The Commodity Futures Trading Commission (CFTC) found that the company in March 2018 flooded the market for physical EBOB benchmark gasoline at cut-rate prices while maintaining a large short-position betting that EBOB futures would fall in value.

“The scheme in this matter involved an attack on the market integrity of CFTC-regulated futures contracts on gasoline, and this settlement demonstrates such attacks will not be tolerated in any market,” CFTC Enforcement Director Ian McGinley said in a statement.

The parent company, French oil major TotalEnergies SE, declined comment.

The maneuver amounted to losing money on physical sales to increase the value of the short position, according to the CFTC. EBOB is a benchmark of gasoline primarily used in Europe that the CFTC said trades on exchanges it regulates.

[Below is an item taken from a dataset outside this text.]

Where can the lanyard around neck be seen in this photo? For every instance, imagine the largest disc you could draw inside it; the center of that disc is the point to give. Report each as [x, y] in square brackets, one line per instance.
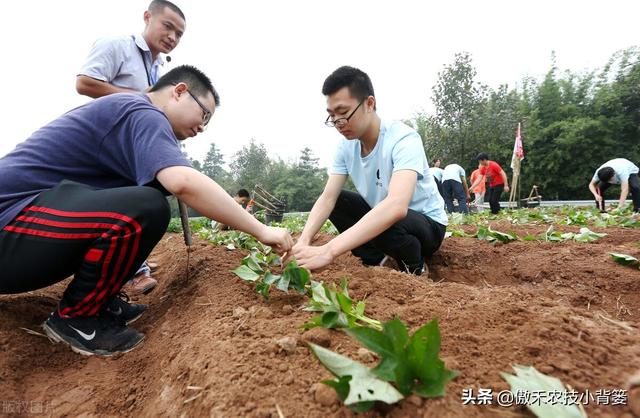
[144, 62]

The agency said the company had offered some cooperation with investigators but had not adequately preserved some WhatsApp instant messages or produced them in a timely manner.

Caroline Pham, a Republican member of the five-person commission, dissented against the action, expressing concern the evidence was “flimsy” and criticizing the fact that documents submitted by TOTSA in its defense were not provided to commissioners before the vote on a final decision.

TOTSA reported a 2018 net profit of 706 million euros ($784.65 million), meaning the settlement fine amounts to about 6% of its earnings that year at current exchange rates.